In a recent interview with Karl Samuda and Omar Davies about the behaviour in Parliament, they both indicated that it was generally accepted that the conduct over the past few years had crossed the line. At the same time, Mr. Samuda said that they didn’t want Parliament to sound like church, a sentiment Dr. Davies agreed with. I have to join them in that. (Let’s not get caught up in the church analogy, they meant that Gordon House should continue to be a lively and dynamic forum.)
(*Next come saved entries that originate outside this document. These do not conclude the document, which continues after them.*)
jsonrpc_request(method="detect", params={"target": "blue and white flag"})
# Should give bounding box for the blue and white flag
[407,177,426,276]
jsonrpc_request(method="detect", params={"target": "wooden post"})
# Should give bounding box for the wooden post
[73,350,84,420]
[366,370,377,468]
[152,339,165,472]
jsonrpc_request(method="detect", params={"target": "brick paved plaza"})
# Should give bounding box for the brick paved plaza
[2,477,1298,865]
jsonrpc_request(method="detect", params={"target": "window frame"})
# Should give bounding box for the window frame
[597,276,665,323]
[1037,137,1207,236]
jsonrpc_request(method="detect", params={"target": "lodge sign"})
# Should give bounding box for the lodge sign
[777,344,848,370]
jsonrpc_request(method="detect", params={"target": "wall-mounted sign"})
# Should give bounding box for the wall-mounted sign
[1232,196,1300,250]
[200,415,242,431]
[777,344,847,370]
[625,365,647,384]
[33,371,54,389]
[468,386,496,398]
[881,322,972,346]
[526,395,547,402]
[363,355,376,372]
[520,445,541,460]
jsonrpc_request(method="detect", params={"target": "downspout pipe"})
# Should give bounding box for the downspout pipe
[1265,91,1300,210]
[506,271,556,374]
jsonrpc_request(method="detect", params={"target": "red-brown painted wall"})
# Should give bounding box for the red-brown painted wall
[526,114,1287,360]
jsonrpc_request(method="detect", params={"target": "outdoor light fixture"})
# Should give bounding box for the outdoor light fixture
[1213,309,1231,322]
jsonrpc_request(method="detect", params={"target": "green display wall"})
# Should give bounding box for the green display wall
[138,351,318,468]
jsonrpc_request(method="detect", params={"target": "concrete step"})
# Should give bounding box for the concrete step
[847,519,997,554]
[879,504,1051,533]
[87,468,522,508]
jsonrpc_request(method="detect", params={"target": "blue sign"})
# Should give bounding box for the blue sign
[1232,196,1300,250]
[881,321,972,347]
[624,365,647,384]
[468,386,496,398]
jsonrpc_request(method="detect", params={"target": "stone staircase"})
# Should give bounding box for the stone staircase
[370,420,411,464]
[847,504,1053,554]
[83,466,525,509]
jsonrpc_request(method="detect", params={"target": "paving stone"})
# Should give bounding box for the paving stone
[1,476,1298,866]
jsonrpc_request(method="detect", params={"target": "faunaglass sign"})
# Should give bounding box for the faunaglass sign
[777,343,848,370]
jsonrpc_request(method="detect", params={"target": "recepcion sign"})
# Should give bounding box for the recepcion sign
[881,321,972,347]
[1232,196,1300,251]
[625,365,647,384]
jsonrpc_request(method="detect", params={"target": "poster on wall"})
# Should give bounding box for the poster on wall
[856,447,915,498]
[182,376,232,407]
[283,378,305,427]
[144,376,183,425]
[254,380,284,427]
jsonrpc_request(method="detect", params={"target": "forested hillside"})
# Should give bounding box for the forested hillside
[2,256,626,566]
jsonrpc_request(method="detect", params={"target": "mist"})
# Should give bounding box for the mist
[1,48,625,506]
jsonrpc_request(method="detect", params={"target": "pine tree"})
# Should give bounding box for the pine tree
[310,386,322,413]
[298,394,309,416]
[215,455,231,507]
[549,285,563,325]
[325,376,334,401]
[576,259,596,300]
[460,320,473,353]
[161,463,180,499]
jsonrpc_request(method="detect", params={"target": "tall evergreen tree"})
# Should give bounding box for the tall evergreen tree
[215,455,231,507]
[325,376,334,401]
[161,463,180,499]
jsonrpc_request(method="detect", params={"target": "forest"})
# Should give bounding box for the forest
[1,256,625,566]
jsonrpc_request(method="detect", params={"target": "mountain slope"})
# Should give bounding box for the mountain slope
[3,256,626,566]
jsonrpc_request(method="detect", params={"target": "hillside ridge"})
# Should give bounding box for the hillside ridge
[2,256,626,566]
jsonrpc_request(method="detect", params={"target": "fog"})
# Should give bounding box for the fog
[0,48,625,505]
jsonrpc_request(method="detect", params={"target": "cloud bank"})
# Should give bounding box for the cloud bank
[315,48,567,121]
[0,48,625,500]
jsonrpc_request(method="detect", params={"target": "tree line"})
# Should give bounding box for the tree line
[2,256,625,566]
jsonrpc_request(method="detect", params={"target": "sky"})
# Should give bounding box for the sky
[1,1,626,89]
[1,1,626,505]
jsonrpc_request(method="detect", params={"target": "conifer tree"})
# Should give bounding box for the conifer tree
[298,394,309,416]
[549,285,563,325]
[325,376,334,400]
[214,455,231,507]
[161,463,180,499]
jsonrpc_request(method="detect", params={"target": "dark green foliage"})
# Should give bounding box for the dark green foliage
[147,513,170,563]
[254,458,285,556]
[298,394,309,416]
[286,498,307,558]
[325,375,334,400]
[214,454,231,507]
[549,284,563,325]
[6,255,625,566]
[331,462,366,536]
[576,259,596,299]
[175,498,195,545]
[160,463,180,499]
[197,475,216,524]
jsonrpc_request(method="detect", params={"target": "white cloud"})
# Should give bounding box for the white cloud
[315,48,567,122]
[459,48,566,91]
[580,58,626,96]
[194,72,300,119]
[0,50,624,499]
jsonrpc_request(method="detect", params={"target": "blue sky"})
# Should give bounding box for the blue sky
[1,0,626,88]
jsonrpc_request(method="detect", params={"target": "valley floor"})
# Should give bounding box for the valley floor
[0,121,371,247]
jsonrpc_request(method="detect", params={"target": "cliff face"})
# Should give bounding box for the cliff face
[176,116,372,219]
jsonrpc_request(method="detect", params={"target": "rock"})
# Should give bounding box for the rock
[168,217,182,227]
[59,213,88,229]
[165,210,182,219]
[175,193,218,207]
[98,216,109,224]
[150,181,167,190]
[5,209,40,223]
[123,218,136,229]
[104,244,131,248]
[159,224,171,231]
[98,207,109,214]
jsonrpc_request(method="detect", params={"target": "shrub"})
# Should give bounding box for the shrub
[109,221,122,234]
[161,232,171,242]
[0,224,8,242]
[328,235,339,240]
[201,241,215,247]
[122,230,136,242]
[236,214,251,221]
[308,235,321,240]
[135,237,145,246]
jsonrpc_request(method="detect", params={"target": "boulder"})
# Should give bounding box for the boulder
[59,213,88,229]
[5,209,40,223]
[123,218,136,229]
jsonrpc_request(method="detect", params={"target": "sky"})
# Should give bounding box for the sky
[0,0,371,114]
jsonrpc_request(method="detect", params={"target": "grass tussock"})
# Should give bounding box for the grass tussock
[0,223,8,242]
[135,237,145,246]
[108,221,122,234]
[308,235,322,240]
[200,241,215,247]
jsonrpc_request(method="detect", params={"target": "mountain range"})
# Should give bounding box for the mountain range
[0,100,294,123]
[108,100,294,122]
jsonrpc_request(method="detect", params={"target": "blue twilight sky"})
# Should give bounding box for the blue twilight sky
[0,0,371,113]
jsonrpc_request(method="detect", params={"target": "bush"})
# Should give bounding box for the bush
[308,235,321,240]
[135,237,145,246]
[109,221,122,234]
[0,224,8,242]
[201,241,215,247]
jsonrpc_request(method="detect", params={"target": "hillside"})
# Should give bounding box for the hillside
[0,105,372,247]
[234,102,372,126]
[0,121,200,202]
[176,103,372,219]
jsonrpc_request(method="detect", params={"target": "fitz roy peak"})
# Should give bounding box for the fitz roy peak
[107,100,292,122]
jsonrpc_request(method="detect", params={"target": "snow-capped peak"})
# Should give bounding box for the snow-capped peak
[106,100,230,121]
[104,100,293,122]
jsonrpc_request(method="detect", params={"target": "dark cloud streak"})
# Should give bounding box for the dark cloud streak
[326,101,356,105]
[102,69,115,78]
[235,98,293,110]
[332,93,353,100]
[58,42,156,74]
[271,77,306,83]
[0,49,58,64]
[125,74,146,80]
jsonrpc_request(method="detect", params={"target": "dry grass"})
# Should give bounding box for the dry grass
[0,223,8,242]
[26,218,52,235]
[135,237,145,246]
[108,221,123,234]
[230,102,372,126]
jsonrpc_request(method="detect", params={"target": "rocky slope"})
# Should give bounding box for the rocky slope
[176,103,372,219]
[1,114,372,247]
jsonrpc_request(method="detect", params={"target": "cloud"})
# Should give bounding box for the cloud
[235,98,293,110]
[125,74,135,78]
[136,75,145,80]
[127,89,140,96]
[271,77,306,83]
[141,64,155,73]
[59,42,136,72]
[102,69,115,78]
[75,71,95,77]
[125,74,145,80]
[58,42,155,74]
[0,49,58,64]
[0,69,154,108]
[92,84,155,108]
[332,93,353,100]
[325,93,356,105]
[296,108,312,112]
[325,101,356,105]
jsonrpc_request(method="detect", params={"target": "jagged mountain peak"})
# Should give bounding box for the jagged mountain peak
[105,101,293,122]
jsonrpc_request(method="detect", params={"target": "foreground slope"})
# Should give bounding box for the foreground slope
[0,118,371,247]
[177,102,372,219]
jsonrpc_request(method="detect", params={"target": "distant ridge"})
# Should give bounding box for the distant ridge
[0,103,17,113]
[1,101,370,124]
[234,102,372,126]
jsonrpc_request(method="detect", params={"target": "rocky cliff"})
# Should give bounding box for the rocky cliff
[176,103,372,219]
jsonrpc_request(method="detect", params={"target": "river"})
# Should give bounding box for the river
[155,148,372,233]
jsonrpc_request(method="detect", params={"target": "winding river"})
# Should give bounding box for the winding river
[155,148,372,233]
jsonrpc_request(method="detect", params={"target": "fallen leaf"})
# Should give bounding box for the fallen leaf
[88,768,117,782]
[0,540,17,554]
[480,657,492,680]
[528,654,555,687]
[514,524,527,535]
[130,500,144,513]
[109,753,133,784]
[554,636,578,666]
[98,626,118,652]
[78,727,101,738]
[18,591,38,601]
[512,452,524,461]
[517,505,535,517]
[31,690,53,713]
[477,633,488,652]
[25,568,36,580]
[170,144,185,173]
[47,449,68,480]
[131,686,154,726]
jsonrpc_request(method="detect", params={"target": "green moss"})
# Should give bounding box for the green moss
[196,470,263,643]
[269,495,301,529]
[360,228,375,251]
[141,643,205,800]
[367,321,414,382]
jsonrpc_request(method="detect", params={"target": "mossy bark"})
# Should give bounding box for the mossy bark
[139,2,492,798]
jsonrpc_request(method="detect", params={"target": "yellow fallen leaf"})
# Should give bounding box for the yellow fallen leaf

The backlash against the vulgar outbursts in Parliament and crassness on the political platforms has resulted in some expecting the Parliamentarians to sit as docile and demure as school children under the watchful eye of a stern teacher. I got a call yesterday, for example, from someone complaining that government MPs were “heckling” the Opposition Leader during his speech. It seems to me if you are addressing the Parliament and suggest that your time on the Opposition benches will be brief, expecting the government MPs to sit on their hands and be silent is asking a bit much. In addition, I don’t want to see us lose the colour and vitality that are evident wherever Jamaicans gather. So I was a bit taken aback, for example, at the negative reaction to Bobby Montague’s references to programmes called Audi and Prado or whatever, given that he was on the party platform and clearly jokingly making fun of the PNP’s JEEP.
We need to strike a balance….wit, hilarious one-liners, ( RIP Danny Buch.), cut and thrust of debate and sharp, even brilliant ripostes on the one hand, but civility on the other. We can do it.